— Под контроль беру. Полный.
— Это же…
Подобные заклятья требуют полнейшей сосредоточенности, высшей степени самоконтроля и умения распоряжаться силой. Ко всему держать долго их не получится.
— Почему ты просто никому не сказала, что…
— Что боюсь?
— Именно.
Марья посмотрела на мужа. А потом призналась:
— Сплетничать станут. Смеяться.
— И пускай себе, — отозвался Вещерский. — Я тебе это уже говорил.
— Я не могу позволить, чтобы кто-то смеялся над нашим родом… и вообще, вот Настька червяков боится. Дождевых.
Это прозвучало почти как жалоба.
— Чего их бояться? Они маленькие. А лошади огромные и с зубами и… и я не собиралась от них избавляться вовсе. Я думала, что, может, тебе будет интересно, когда вернешься. Ты же любила здесь бывать. И завод этот… что мы возьмем коней, которые наши, с Урала или еще из Подмосковья, там молодняк всегда имеется. Можно ведь не выставлять на аукционы, а тебе отдать… только…
— Мне интересно не было?
— Не было, — согласилась Марья. — Из-за этого… идиота! Господи, я до сих пор на него зла! Ты в него была влюблена, а он… трус несчастный!
— Ты сейчас о ком?
— О Ракитском, конечно. Ты, когда все… случилось, прямо вся погасла. Я надеялась, что за границей развеешься, вернешься прежней. А ты будто еще больше закрылась. Как вернулась, так все. Дома осела. Ни принимать никого не желала, ни сама в гости… я пыталась тебя хоть как-то растормошить, но чем больше пыталась, тем хуже получалось.
Василиса нахмурилась.
Она погасла?
Она расстроилась, само собой, хуже, чем расстроилась, ибо происшествие было не из приятных. Но в остальном…
— Помнишь, тот поход в оперу? Господи, та ложа обошлась мне в целое состояние, а ты сидела так, будто… не знаю, мечтала сбежать оттуда!
— Мечтала, — созналась вдруг Василиса. — Она так голосила!
— Кто?
— Эта вот… такая… — Василиса раскинула руки, впрочем, вряд ли ей удалось и вправду очертить стати сладкоголосой дивы Изряжской, звезды Петербурга и многих зарубежных театров. — У меня просто уши закладывало! А еще я так и не поняла, в чем там было дело и почему она куда-то в конце концов рухнула.
— Она не рухнула, — Марья закрыла лицо рукой. — Она спрыгнула с обрыва! Это была драма!
— Для меня точно.
— И для меня, — проворчал Вещерский.
— А ты вообще молчи. Я давно поняла, что ты на редкость черствый далекий от искусства человек, — отмахнулась Марья. — Но от тебя-то, Василиса… голосила!
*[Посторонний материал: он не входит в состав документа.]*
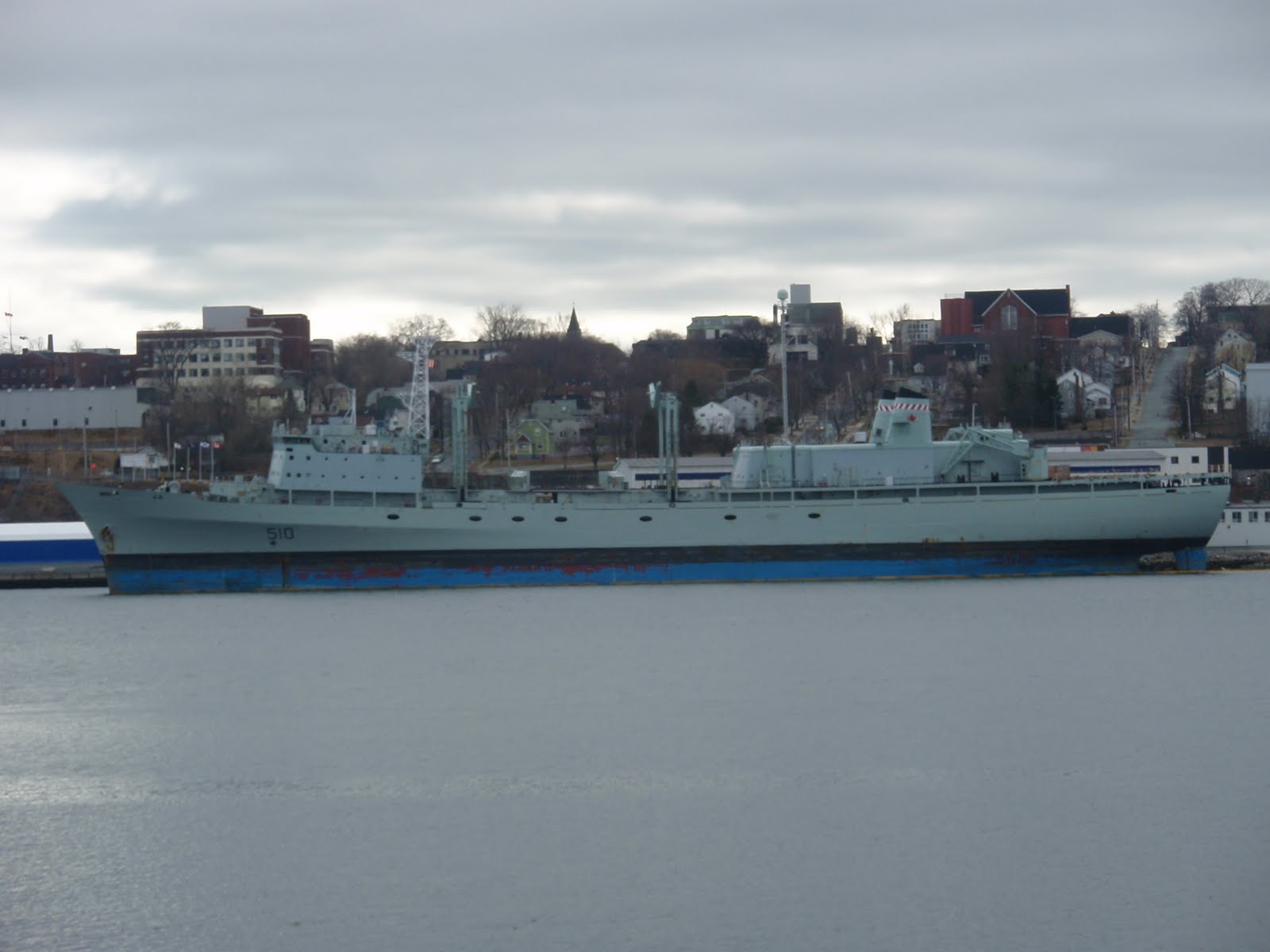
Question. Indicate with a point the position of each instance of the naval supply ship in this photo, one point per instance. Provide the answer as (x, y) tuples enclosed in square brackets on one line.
[(346, 507)]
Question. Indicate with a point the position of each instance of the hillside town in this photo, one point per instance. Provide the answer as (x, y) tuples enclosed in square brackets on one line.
[(202, 400)]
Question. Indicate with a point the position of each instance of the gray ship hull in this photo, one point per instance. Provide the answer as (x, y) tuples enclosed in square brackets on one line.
[(178, 543)]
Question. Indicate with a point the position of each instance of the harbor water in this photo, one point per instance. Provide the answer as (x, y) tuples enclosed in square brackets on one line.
[(994, 765)]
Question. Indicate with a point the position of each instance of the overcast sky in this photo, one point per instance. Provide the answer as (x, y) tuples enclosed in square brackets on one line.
[(643, 162)]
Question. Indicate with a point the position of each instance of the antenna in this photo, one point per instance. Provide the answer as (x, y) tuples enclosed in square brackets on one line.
[(419, 409)]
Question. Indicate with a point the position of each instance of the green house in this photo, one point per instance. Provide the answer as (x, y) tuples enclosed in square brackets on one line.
[(530, 440)]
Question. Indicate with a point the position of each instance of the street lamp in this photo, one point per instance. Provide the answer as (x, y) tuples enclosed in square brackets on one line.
[(86, 443)]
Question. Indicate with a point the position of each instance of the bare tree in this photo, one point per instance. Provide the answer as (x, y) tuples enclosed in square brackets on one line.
[(499, 324), (169, 353), (408, 330)]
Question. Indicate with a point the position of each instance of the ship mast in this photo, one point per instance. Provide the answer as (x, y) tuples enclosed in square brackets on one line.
[(419, 409)]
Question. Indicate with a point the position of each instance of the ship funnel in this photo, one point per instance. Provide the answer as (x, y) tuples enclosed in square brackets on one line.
[(903, 419)]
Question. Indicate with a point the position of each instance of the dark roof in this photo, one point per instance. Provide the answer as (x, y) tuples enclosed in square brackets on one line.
[(1113, 323), (1043, 301)]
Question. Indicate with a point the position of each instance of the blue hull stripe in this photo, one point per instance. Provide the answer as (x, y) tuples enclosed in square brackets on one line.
[(50, 551), (129, 581)]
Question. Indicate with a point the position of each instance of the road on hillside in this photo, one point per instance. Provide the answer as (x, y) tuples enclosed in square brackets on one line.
[(1156, 418)]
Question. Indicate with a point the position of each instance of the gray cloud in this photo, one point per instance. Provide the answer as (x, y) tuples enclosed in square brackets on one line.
[(645, 163)]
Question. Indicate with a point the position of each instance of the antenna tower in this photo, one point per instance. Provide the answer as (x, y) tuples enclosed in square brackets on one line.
[(419, 420)]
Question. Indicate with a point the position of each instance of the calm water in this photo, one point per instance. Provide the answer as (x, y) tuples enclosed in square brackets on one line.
[(1028, 765)]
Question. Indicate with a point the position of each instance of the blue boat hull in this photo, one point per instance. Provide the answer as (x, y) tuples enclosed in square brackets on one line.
[(319, 571)]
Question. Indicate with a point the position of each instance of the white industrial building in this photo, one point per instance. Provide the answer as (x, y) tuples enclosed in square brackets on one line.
[(70, 409)]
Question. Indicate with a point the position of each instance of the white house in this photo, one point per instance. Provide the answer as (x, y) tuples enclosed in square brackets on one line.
[(1222, 389), (714, 418), (745, 412), (1257, 393), (1235, 348), (1081, 393)]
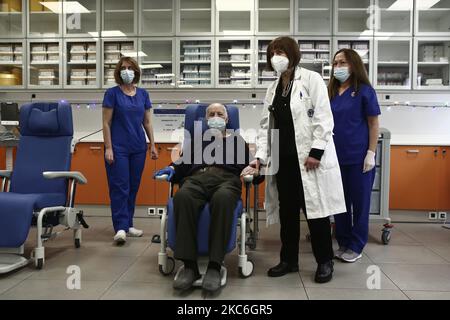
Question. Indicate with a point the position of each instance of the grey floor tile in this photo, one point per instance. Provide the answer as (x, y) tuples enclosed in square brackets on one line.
[(444, 252), (428, 234), (345, 276), (93, 267), (55, 290), (148, 291), (231, 292), (354, 294), (419, 277), (427, 295), (403, 255)]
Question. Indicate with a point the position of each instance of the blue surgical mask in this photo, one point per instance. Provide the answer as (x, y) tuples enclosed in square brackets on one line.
[(342, 74), (127, 76), (217, 123)]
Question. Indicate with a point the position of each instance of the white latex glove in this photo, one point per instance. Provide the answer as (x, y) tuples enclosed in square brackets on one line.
[(369, 161)]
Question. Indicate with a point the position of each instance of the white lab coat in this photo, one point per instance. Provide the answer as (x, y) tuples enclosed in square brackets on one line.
[(324, 195)]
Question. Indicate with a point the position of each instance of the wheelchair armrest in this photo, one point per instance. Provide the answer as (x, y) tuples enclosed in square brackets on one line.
[(5, 174), (75, 175)]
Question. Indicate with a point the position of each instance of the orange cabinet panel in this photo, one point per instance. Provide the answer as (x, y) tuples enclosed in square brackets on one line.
[(2, 158), (444, 179), (414, 178), (88, 158)]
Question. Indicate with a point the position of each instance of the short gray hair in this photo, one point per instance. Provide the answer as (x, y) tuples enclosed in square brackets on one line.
[(217, 105)]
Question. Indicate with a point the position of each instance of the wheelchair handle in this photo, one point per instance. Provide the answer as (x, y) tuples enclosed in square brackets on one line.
[(162, 177)]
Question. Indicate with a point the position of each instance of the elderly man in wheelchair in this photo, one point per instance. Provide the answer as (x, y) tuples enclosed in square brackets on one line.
[(208, 174)]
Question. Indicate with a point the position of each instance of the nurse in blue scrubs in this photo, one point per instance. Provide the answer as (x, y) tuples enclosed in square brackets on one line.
[(126, 122), (355, 110)]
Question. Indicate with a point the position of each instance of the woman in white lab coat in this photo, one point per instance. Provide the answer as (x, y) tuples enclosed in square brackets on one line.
[(302, 170)]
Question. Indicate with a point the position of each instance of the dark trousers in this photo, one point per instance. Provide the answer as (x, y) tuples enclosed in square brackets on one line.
[(124, 178), (352, 227), (292, 199), (222, 190)]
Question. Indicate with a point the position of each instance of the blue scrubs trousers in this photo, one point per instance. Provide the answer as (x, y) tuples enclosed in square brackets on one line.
[(124, 177), (352, 227)]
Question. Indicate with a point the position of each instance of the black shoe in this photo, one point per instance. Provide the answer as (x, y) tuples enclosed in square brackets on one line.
[(185, 279), (281, 269), (324, 272)]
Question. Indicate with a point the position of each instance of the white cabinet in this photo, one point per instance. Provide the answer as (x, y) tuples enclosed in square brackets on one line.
[(362, 45), (432, 17), (119, 18), (432, 70), (157, 62), (393, 17), (44, 18), (393, 63), (234, 66), (316, 55), (113, 50), (195, 17), (234, 17), (82, 61), (195, 62), (157, 17), (11, 19), (274, 17), (353, 17), (81, 18), (313, 17), (264, 77), (12, 60), (45, 65)]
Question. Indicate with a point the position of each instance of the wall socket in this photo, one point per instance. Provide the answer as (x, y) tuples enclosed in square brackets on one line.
[(160, 211), (151, 211), (432, 215)]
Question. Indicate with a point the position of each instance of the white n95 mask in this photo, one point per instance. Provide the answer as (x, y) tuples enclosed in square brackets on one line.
[(279, 63), (217, 123), (127, 76), (341, 74)]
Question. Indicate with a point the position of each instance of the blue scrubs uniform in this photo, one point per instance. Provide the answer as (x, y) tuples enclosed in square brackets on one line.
[(351, 137), (129, 147)]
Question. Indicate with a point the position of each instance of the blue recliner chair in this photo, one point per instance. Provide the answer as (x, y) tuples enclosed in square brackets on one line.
[(41, 187), (195, 124)]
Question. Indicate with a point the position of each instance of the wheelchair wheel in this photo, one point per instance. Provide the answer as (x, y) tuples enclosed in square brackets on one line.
[(39, 263), (170, 266), (247, 271)]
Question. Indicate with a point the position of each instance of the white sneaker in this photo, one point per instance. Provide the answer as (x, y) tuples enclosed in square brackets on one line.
[(351, 256), (120, 237), (133, 232)]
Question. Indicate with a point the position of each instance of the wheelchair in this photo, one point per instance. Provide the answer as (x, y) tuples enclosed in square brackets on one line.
[(243, 217), (40, 190)]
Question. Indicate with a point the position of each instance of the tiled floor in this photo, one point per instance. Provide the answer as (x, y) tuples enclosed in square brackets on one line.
[(416, 265)]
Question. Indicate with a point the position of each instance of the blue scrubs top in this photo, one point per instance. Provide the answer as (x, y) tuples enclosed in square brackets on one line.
[(351, 129), (127, 132)]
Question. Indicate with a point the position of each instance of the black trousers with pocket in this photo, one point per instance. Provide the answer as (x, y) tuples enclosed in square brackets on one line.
[(291, 200), (222, 189)]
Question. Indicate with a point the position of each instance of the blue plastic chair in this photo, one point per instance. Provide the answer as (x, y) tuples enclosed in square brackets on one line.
[(41, 189), (195, 124)]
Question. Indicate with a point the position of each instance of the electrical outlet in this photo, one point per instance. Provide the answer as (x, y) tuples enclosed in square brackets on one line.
[(161, 211)]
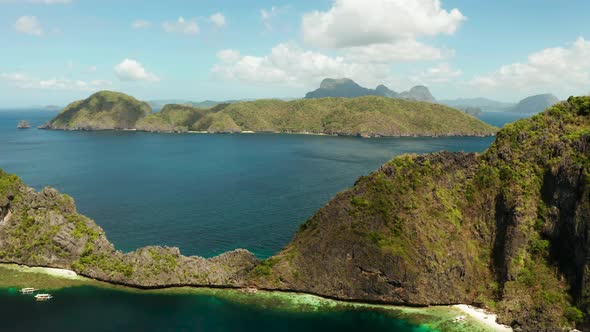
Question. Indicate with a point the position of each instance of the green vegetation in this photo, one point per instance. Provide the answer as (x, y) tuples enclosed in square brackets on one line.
[(102, 110), (501, 229), (172, 118), (107, 263), (363, 116)]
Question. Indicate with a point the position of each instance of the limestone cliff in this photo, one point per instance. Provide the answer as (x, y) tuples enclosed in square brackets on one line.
[(507, 229), (102, 110), (44, 229)]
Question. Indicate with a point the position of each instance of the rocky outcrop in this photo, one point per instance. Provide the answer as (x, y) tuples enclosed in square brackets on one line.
[(418, 93), (23, 124), (506, 229), (347, 88), (102, 110), (535, 104), (369, 116)]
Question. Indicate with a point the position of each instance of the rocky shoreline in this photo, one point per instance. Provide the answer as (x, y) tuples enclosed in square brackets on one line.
[(503, 230), (245, 132), (455, 316), (369, 116)]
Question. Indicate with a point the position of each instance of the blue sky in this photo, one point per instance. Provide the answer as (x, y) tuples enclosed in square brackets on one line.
[(55, 51)]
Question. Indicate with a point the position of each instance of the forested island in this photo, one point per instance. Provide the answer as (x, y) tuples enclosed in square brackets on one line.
[(369, 116), (505, 230)]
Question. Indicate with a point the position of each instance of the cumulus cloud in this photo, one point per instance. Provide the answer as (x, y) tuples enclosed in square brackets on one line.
[(288, 64), (442, 73), (51, 2), (25, 81), (358, 23), (560, 69), (131, 70), (182, 26), (141, 24), (267, 15), (228, 56), (403, 50), (44, 2), (218, 20), (28, 25)]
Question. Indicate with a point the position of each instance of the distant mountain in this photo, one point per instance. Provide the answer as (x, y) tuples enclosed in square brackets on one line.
[(535, 104), (102, 110), (342, 87), (482, 103), (367, 116), (347, 88)]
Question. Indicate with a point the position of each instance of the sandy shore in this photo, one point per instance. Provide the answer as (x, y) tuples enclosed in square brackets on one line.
[(60, 273), (482, 316)]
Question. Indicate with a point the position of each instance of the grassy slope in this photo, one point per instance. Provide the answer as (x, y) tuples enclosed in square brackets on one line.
[(102, 110), (366, 116), (172, 118), (358, 116), (502, 229)]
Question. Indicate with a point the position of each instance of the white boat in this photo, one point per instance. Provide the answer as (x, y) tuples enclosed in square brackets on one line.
[(43, 297), (28, 290)]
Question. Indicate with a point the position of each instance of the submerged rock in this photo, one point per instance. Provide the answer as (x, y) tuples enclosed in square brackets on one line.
[(23, 124)]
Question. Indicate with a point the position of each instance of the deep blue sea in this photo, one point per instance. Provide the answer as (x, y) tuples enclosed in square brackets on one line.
[(205, 194)]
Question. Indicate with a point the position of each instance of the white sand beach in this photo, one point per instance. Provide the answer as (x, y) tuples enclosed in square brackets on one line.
[(486, 318), (60, 273)]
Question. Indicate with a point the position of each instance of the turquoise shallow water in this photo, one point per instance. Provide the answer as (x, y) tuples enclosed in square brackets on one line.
[(91, 309), (203, 193)]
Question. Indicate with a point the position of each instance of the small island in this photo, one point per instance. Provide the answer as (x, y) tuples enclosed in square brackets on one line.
[(366, 116), (23, 124), (505, 230)]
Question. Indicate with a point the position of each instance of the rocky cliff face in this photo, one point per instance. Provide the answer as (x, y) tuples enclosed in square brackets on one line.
[(367, 116), (535, 104), (44, 229), (347, 88), (507, 230), (102, 110)]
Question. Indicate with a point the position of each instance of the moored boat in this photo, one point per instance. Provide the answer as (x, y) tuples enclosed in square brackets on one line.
[(28, 290), (43, 297)]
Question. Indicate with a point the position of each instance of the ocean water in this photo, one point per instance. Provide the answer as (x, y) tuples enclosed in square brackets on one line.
[(205, 194), (91, 309)]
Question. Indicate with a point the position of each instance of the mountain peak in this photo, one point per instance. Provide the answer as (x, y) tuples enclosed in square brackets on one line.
[(347, 88)]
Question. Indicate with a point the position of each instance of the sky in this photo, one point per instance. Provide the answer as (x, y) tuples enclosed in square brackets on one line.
[(57, 51)]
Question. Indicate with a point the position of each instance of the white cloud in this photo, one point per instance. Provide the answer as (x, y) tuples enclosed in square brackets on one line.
[(563, 70), (266, 15), (25, 81), (228, 56), (131, 70), (218, 20), (290, 65), (182, 26), (141, 24), (442, 73), (358, 23), (51, 2), (404, 50), (44, 2), (29, 25)]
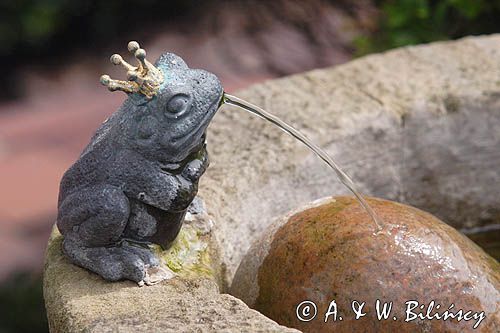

Господи… Изряжская голосила… кому сказать.
— Никому не говори, — попросила Василиса и неожиданно для себя хихикнула. — Но мне сразу голова заболела…
— А я думала, что сюжет тебе напомнил…
— Я вообще не поняла, в чем там сюжет.
— Я тоже.
— Господи, меня окружают дикие люди. Программку я для чего покупала? — Марья подняла очи к потолку. — В ней все написано.
— Так… ты ж читать не позволила, — оправдываясь, сказал Вещерский.
— Потому что приличные люди не читают программки на виду у всех. Приличные люди внемлют искусству всей душой.
Василиса не выдержала и опять хихикнула.
И рассмеялась во весь голос. И удивилась, когда Марья рассмеялась тоже. Смех у нее оказался звонкий, хрустальный, совершенный, как она сама.
— А… а галерея искусств?
— Это та, где на стенах простыни висели, краской испачканные? Или квадратные коты?
— Тоже висели? — уточнил Вещерский, за что получил по руке.
— Дикари!
— Дикари не висели, — Василиса вытерла глаза.
— А поэтический салон? Ты всего раз сходила и все…
— Потому что не могла я дальше этот бред слушать. Там же набор слов и звуков. Смысла никакого.
— Это современное искусство, — возразила Марья. — Смысл там есть, он просто неявен.
— Слишком уж неявен.
— Черствые, черствые люди… а… тот вечер у баронессы Вельской? Ты фактически сбежала, стоило появиться сыну баронессы…
— У нее подали бутерброды с несвежей семгой.
— И?
— С очень несвежей семгой. Боюсь, если бы я не ушла… — Василиса замолчала, позволяя Марье самой додумать.
— О…
Марья коснулась щек.
— И вообще… ты перестала принимать приглашения, а на балах вела себя так, будто тебе там скучно.
— Мне там и вправду было скучно, — Василиса положила руки на колени. — Что мне там было делать? Для дебютантки я, извини, старовата. Да и вообще… танцевать я не особо люблю. И это ты у нас блистаешь, а я…
— Сидишь дома и печешь пироги.
— Что плохого в пирогах?
— Ничего. Я бы вот не отказалась от парочки, — Марья положила ладонь на живот. — Выехали в спешке, а после применения силы я обычно ем, как не в себя.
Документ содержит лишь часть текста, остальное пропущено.